- Developer: RDI Video Systems
- Publishers: RDI Video Systems Digital Leisure (DVD)
- Designer: Rick Dyer
- Platforms: Arcade, 3DO, Philips CD-i, MS-DOS, Mac OS, Windows, DVD
- Release: 1984 (arcade) 1995 (ports) 2005 (DVD)
- Genre: Interactive movie
- Mode: Single-player

= Thayer's Quest =

1984 video game

Thayer's Quest is a LaserDisc video game initially developed by RDI Video Systems in 1984 for their unreleased Halcyon console, and later released in arcades as a conversion kit for Dragon's Lair and Space Ace. The arcade machine had a membrane keypad for controls instead of a joystick. To help players learn the daunting—for an arcade game—controls, a small holder containing instructional leaflets was attached to the cabinet.

In 1995 Kingdom: The Far Reaches was released, a point and click adventure game for PC, 3DO and CD-i that re-uses the animation and some elements from Thayer's Quest with a new voice over to give the game a new story. A sequel to this reworked version, Kingdom II: Shadoan, was released in 1996.

==Plot==
One thousand years ago, the Five Kingdoms (Weigard, Illes, Iscar, the Far Reaches, and Shadoan) were united under the benevolent rule of the Elder Kings until the evil wizard Sorsabal allied himself with dark forces from the land of Shadoan. With their dreadful power, Sorsabal destroyed the Elder Kings and claimed Shadoan as his own domain. The Elder Kings preserved their power by parting the Hand of Quoid (pronounced "kwode") - the great Amulet that was the source and focus of all true magic - and creating the Five Relics. They concealed one Relic in each of the Five Kingdoms knowing that, if Sorsabal possessed the Hand, he would wield absolute control over all he surveyed. Indeed, Sorsabal and his dark minions are searching for the Relics. As Thayer Alconred - a sorcerer's apprentice and the last survivor of the Elder Kings' bloodline - the player must find the Relics and restore the Amulet of Power before Sorsabal does.
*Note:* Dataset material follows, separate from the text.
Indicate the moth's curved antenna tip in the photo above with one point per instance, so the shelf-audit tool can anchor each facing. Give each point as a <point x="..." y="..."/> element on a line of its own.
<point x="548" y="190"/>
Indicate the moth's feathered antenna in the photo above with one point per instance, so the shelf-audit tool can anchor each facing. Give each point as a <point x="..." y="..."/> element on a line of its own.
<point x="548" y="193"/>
During the game, Thayer visits only three of the kingdoms and finds their relics.

==Gameplay==
The game is fully animated like Dragon's Lair but requires more than simply choosing when to fight or which way to dodge in accordance with the animation. Instead the player has full control over Thayer Alconred's movement to different areas and must find and use a variety of magical objects to overcome enemies and obstacles like in most later graphic adventure games. There are many ways to mess up and permanently lose the game. There are several branching paths, resulting in different dialogue. The RDI'S Computer voice sometimes gives hints and the player's score.

==Reception==

In Electronic Games, Roger Sharpe concluded "For the home computer adventurer, who has long eschewed joysticks and buttons for the headier comforts of the keyboard, Thayer's Quest is reason enough to leave the computer behind for awhile and pass some time in the local arcade again."
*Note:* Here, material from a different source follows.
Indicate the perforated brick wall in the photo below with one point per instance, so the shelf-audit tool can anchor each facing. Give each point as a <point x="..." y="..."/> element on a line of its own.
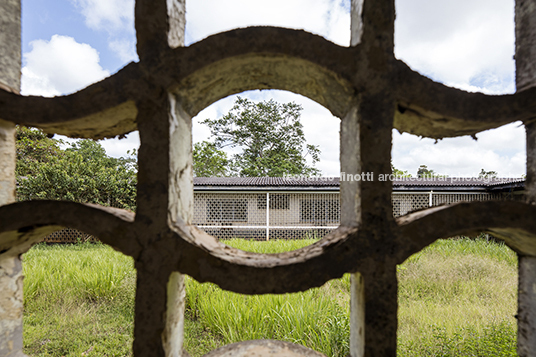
<point x="363" y="84"/>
The home versions of the game received mostly mediocre reviews. Critics disparaged the trial-and-error gameplay, general repetitiveness, limited interaction, and unimaginative and poor quality full-motion video (likened by many critics to a Saturday-morning cartoon). While Scary Larry of GamePro praised the gameplay for being much less linear than Dragon's Lair, he felt this was insufficient to make it appeal to seasoned gamers.

Review scores
| Publication | Score |
|---|---|
| AllGame | (MAC) |
| Next Generation | (3DO) |
| Entertainment Weekly | B− (CD-i) |
| Maximum | (3DO) |
| CD-i | 86% (CD-i) |

==Legacy==
A sequel incorporating the rest of Thayer Alconred's journey was planned, but the company went bankrupt before it could be completed. In the mid-1990s, Thayer's Quest was released to home computers and CD-based consoles titled Kingdom: The Far Reaches, with the characters' names changed (Thayer Alconred became Lathan Kandor, Sorsabal became Torlock, etc., because creator Rick Dyer thought the original character and names were "too 70's") and additional animation and puzzles.
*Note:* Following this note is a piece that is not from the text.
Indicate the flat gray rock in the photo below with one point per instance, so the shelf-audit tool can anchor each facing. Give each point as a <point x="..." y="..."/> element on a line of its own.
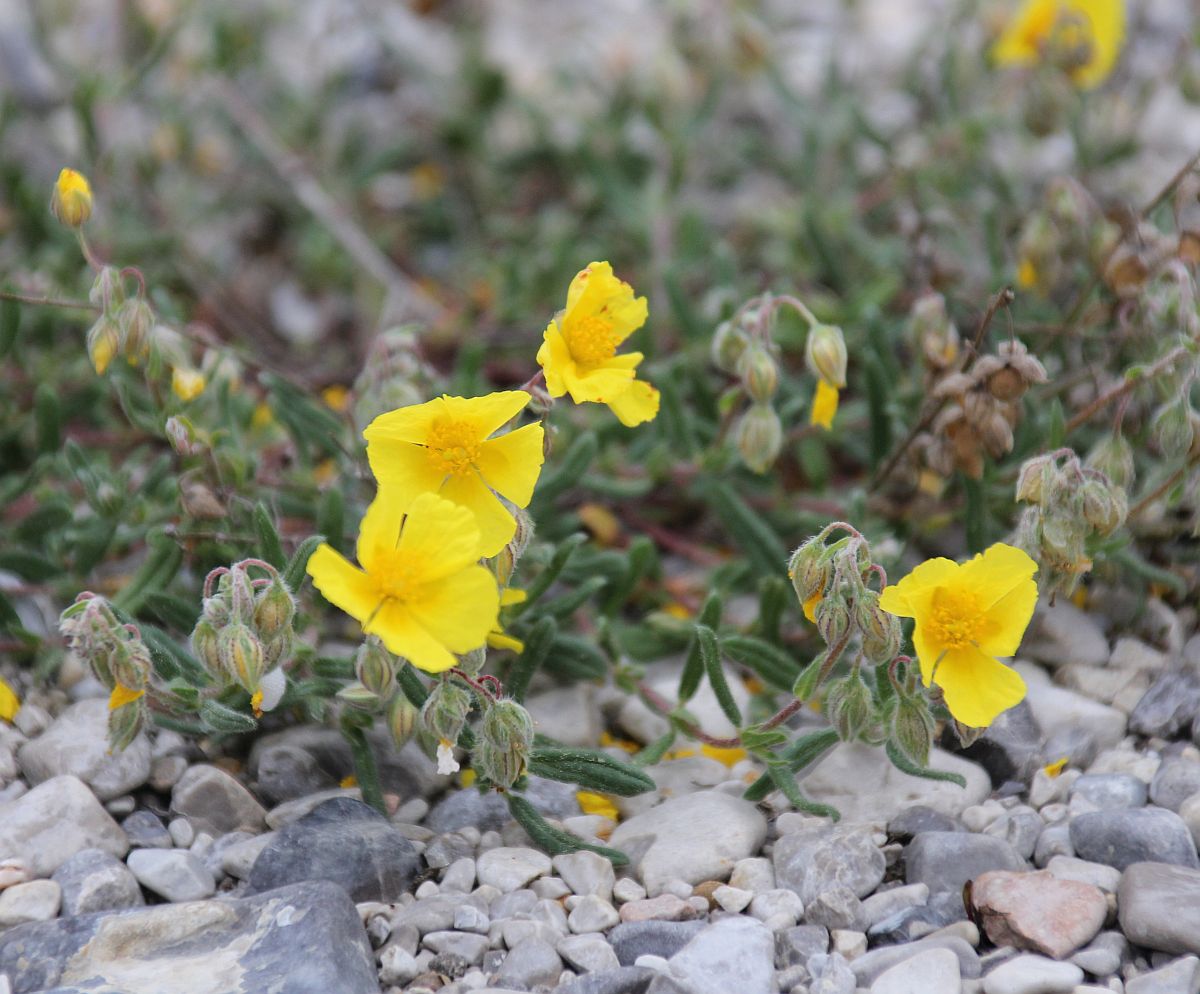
<point x="77" y="746"/>
<point x="306" y="939"/>
<point x="55" y="820"/>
In 1996 Kingdom II: Shadoan was released for PC and CD-i, including the final two kingdoms and the final battle with Torlock. Shadoan was developed over nine months on a budget of over 3 million US dollars, with more than 300 animators working on the project. In 2005 the original Thayer's Quest was released as a DVD video game by Digital Leisure, Inc. (true to the original Halcyon version) and could be played on an ordinary DVD player using the remote control. Thayer's Quest was also released for the CD-ROM by Digital Leisure.